One of the key aspects of the Early Years Learning Framework, the national curriculum for the early years, as well as a principle within BPL is lifelong learning. As educators, therefore, we are compelled to instill in young children a love of learning that will take them through their adult lives, knowing that there is always something new to learn. As parents one of our key roles is to set our children up to be successful adults. And this will look different for everyone. From something as little as being able to cook for yourself, to dress yourself, to navigate relationships and going to your first job interview. The skills and abilities we aim to develop in young children are for their today as they work through early and middle childhood and into their teenage years. Those skills will also be necessary as they enter adulthood, maturity and beginning a family of their own.
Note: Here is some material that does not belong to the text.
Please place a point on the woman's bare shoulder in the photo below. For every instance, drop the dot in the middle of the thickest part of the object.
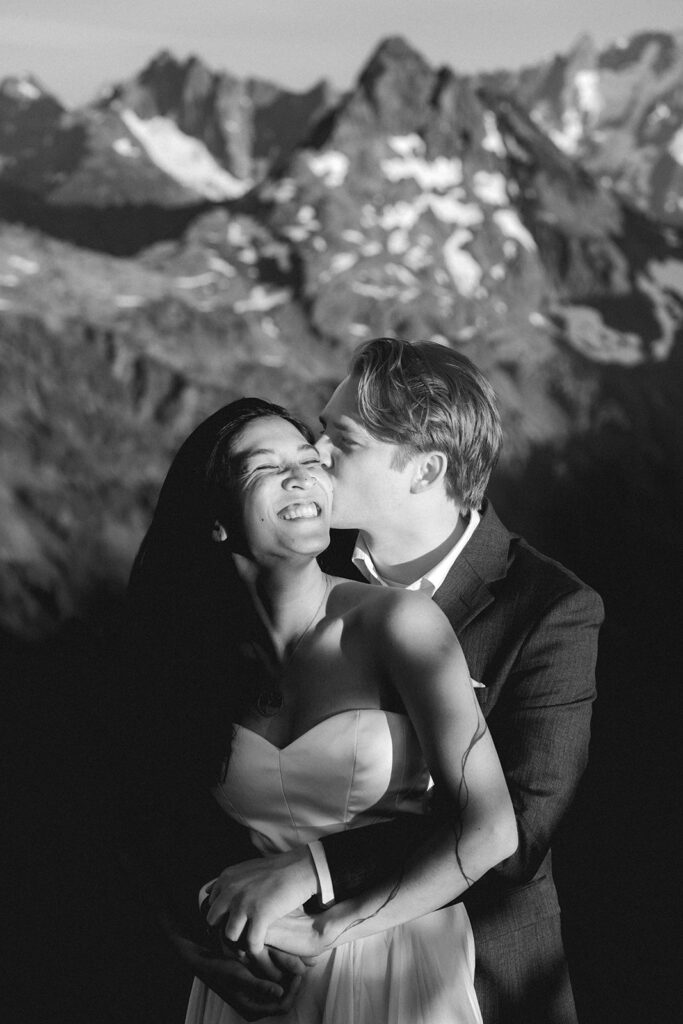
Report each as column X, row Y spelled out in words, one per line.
column 386, row 608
I'm sure that if Michelle Obama's parents had any idea that they were raising a future First Lady they may or may not have done things differently. The approach of 'raising adults' as a parenting style obviously built certain skills and dispositions within Michelle. I wonder if she took this same approach into the parenting of her own daughters. I'll need to keep reading to find out. One thing that I already know for sure is that if we direct our children onto the right path, even when they are older, they will not leave it (Prov 22:6). This is a verse often quoted by educators and parents alike. It's a promise that children will learn the right path in their youth and always come back to it. We often hear that the early years are foundational and this verse reminds us of the value of childhood into adulthood.

Not everyone is going to marry the future President of the United States but everyone is called to a life of purpose that starts today and has many tomorrows.